Alle persone che si sottopongono ai test viene chiesto, ad esempio, di indicare quale volto di Ekman, tra alcune possibili opzioni, esprima una certa emozione. Lo studio dei ricercatori del San Raffaele ha mostrato che questi test aiutano a: 

  • distinguere i soggetti sani da quelli affetti da SLA;
  • capire chi, tra i soggetti malati, presenta un disturbo cognitivo oppure no. 

“Tuttavia, è bene precisare che alcuni di questi test non sempre sono ottimali per individuare chi tra i pazienti presenta segni iniziali di disturbo cognitivo.

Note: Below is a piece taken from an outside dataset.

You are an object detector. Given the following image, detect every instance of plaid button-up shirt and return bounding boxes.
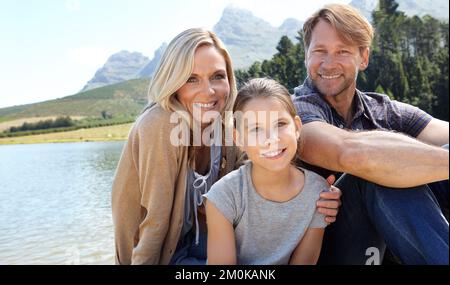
[293,78,432,137]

Per questo motivo, una valutazione neuropsicologica estesa che vada ad indagare l’integrità o meno di tutte le funzioni cognitive e comportamentali del paziente rimane necessaria”. 

 

Non soltanto movimento

La SLA è una patologia devastante, per le persone che ne soffrono e per i loro caregiver, nella quale i gravi sintomi motori si manifestano molto presto, richiedendo così assistenza tempestiva. 

Spesso queste persone devono prendere decisioni importanti, non solo riguardo al tipo di trattamento a cui sottoporsi, ma anche nell’ambito della propria vita quotidiana. 

Prendere queste decisioni richiede che i pazienti mantengano le proprie abilità cognitive di discernimento e consapevolezza, ed è per questo che “è fondamentale continuare la ricerca sugli aspetti cognitivi e comportamentali della malattia, cosicché possiamo accompagnare e assistere i pazienti nel modo migliore possibile”, conclude la dottoressa Canu.